Bonny Light Horseman’s 2020 self-titled debut had the dashing élan of the titular dragoon. On that album, Anaïs Mitchell, Josh Kaufman and Eric Johnson made a bright, American-hued sortie on the British traditional songbook, relocating its tales of doomed love and military adventure to somewhere closer to upstate New York. Although the trio’s second album, Rolling Golden Holy — with backing consolidated by JT Bates on drums and Mike Lewis on bass and occasionally saxophone — consists entirely of new compositions, the soundworld is a similar blend of acoustic guitar and harmony vocals. A newly acquired hammered dulcimer prickles its way through the songs as it is passed around from member to member.
In some songs the lyrics evoke a world more modern than the music. On “Summer Dream”, its references to “Tupelo honey” asserting a clear lineage to Van Morrison’s Woodstock residency, Mitchell seems to conjure an East Coast equivalent to Lana del Rey’s Californian imaginarium. “Smell of rolled cigarette,” she sings, her voice sharpening from the breathy chorus, Bates’s drumming lagging a microsecond behind the beat. “And your hair when it was wet/Drippin’ on the kitchen floor/Slippin’ through the screen door.”

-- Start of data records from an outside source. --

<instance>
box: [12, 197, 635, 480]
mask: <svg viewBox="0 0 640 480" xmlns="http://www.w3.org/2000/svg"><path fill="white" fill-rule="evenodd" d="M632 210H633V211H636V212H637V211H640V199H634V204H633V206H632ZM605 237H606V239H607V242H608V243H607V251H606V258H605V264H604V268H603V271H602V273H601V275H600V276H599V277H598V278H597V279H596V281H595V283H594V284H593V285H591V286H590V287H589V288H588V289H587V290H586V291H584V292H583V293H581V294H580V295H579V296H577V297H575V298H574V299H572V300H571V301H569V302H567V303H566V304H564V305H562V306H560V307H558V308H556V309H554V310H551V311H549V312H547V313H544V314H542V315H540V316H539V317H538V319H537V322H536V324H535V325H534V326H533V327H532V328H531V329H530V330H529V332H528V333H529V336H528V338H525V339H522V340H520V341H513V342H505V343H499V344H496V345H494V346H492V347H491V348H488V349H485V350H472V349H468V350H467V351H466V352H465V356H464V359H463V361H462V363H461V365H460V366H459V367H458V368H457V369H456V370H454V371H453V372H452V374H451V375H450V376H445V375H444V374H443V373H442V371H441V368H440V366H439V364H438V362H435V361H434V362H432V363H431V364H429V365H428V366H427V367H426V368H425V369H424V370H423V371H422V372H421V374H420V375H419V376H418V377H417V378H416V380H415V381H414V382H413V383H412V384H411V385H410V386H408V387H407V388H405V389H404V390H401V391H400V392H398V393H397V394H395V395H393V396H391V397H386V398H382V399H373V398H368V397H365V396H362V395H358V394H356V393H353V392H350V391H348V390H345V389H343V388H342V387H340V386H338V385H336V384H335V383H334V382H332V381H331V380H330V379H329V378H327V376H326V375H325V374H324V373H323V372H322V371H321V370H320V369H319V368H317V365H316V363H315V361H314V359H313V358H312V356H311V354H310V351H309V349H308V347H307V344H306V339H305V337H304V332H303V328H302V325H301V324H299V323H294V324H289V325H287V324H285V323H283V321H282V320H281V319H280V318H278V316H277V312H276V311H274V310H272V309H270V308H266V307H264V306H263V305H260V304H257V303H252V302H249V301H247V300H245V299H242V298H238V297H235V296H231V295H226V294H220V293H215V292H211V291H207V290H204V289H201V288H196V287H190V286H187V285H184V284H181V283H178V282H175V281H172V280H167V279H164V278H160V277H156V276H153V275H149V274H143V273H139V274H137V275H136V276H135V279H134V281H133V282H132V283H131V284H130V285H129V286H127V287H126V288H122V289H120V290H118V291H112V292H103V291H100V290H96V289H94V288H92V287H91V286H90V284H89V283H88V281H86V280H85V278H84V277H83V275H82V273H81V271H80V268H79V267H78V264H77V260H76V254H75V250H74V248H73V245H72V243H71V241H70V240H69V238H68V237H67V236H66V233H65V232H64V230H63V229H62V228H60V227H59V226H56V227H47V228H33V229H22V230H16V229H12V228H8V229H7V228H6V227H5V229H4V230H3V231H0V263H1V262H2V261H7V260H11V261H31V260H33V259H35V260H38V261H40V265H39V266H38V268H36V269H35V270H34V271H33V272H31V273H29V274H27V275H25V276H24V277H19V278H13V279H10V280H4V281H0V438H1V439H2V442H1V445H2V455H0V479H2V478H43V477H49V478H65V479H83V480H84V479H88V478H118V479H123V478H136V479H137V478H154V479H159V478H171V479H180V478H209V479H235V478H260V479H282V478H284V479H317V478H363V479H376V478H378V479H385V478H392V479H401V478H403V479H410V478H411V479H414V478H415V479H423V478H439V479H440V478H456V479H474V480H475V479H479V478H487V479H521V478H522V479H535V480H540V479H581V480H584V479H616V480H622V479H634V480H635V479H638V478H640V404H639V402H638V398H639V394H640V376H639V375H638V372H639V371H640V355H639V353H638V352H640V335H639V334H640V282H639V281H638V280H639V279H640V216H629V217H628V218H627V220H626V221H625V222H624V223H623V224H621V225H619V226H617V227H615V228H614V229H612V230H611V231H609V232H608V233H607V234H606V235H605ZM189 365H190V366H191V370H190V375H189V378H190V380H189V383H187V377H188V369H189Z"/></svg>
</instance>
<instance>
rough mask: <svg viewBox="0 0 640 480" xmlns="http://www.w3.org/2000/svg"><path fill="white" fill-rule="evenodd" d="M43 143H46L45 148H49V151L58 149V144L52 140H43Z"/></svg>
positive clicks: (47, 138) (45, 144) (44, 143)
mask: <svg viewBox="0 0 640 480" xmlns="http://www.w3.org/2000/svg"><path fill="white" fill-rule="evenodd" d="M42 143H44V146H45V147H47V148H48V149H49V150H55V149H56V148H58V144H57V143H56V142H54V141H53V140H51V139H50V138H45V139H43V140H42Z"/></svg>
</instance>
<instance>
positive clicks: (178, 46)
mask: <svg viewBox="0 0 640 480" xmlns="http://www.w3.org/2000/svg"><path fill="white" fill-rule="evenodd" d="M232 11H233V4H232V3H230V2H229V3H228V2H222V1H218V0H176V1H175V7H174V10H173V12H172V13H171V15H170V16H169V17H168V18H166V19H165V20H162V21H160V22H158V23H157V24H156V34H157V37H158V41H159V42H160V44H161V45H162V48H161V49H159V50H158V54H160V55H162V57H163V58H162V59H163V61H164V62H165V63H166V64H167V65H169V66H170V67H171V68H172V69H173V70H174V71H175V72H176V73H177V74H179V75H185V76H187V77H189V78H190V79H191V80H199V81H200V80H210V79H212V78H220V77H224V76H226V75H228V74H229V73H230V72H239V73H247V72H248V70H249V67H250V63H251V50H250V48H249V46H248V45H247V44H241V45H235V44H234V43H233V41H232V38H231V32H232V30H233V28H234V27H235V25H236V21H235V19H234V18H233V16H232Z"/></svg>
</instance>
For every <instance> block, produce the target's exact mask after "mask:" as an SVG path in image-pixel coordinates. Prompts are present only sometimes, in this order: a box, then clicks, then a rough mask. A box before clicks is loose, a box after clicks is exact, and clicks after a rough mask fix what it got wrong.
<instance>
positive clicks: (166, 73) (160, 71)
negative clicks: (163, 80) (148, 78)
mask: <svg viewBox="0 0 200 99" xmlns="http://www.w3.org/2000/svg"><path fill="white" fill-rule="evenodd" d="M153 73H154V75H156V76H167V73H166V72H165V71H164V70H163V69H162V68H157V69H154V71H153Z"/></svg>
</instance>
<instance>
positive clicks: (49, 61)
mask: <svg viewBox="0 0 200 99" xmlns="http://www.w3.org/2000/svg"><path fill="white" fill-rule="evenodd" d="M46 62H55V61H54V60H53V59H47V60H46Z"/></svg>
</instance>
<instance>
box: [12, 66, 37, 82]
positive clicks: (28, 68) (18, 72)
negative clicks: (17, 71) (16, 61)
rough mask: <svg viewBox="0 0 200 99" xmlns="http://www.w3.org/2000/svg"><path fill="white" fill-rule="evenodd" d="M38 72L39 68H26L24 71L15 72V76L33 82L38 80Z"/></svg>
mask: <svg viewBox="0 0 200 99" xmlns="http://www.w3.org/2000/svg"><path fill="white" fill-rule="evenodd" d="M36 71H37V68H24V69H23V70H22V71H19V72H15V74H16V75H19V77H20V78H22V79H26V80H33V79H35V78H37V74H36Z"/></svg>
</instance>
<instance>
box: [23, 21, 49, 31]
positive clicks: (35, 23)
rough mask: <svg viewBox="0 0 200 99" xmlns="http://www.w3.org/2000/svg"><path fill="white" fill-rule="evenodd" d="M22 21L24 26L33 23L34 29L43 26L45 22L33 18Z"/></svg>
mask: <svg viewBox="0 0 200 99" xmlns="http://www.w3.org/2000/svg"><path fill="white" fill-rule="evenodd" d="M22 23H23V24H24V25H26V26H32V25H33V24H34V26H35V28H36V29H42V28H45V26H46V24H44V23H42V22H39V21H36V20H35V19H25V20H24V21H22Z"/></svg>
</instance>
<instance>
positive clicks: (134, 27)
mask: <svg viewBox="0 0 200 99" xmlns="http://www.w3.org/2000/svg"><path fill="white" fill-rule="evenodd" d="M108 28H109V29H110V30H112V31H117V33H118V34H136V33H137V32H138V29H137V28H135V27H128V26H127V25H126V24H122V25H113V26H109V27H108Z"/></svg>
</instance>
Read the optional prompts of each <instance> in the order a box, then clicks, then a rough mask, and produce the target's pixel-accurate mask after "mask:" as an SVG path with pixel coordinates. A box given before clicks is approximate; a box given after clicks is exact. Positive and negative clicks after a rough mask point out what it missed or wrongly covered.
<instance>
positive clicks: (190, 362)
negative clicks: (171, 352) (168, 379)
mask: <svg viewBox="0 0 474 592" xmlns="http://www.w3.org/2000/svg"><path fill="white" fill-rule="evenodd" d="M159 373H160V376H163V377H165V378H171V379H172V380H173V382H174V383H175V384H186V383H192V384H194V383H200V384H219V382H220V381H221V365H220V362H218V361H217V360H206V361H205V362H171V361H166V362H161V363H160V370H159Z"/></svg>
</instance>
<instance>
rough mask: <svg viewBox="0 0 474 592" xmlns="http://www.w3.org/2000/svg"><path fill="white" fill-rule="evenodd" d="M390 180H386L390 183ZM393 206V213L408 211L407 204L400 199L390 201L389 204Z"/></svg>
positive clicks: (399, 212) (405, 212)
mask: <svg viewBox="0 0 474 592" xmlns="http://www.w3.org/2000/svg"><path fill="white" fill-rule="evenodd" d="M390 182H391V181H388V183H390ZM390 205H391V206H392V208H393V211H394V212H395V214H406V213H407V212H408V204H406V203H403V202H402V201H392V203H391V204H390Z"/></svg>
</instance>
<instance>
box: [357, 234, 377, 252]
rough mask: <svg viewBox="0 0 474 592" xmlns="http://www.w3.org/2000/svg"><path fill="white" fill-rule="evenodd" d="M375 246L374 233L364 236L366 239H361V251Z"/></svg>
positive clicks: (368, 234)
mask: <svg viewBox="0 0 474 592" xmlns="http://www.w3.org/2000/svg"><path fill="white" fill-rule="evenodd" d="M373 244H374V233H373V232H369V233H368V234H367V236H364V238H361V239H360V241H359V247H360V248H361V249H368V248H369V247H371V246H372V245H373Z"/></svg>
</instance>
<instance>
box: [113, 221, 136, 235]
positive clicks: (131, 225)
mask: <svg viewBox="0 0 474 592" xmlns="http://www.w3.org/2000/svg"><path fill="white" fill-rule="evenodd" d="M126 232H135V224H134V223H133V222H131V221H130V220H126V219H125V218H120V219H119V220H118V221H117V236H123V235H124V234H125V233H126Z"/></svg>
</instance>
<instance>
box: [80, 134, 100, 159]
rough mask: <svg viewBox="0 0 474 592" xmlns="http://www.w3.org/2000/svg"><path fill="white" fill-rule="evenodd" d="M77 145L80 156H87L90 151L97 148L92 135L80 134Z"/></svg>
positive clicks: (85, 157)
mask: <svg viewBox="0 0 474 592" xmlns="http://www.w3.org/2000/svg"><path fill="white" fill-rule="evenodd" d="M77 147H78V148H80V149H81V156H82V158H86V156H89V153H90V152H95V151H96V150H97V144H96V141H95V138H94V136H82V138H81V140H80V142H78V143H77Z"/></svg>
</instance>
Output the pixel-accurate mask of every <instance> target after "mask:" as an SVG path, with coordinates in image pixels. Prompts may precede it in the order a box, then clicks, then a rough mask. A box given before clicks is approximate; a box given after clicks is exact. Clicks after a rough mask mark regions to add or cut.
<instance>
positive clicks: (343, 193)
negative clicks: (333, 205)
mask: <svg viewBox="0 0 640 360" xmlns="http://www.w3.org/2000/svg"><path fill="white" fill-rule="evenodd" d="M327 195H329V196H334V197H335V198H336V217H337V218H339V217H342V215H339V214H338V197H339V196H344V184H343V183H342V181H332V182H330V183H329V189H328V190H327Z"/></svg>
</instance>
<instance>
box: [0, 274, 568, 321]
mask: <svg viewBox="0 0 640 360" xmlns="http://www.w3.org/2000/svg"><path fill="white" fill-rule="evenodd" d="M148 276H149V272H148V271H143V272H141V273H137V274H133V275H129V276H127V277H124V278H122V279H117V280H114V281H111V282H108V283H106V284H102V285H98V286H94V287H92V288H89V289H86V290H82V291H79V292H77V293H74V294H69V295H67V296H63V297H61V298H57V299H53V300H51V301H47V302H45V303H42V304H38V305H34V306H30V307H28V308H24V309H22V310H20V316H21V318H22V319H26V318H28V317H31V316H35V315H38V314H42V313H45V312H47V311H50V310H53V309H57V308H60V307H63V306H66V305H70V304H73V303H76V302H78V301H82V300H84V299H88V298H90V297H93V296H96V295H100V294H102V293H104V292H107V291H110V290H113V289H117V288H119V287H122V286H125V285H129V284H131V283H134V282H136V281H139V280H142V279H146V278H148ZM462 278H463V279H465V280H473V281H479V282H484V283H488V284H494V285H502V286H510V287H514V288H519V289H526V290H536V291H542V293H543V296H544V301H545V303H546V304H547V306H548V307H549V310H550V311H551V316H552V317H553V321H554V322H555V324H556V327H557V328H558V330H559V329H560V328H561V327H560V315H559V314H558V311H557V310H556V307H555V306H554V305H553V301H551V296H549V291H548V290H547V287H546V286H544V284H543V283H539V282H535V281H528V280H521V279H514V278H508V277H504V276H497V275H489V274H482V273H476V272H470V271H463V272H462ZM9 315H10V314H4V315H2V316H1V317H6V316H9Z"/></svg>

In “California”, pushed by a triple guitar lead with mandolin to boot, Johnson sings one of the album’s prettiest hooks. The narrator and his love are “ridin’ . . . slippin’ and a-slidin’” — another nod to Morrison — and simultaneously trusting in and abandoning the land of plenty. “Comrade Sweetheart”, in line with the incongruous Brechtian juxtaposition of its title, moves from laced-up boots and loosened braids to the binding up of wounds.
There are callbacks to older songs as well. “Sweetbread”, which bubbles with banjo patterns and mumbling tenor saxophone from Lewis, is a take on the traditional “Jack of Diamonds”, the Texas gambling song popularised by Blind Lemon Jefferson. The original song (at least in its 20th-century incarnation) features a railroad engineer; here the central character is driving “just to ride the road/Engines running”. Mitchell and Johnson chorus, cynically, hedonistically, “Blue sky, Lord, when I die”.
“Someone to Weep For Me”, like a fable by Ambrose Bierce, interpolates the old hymn “Nearer My God to Thee”, placing it in the mouth of a 19th-century cavalryman, dreading his fate and dreaming of Jacob’s Ladder. And “Fair Annie” wraps a response to the bleak Child ballad of the same name in another extravagantly pretty melody, rendering it timeless and clear.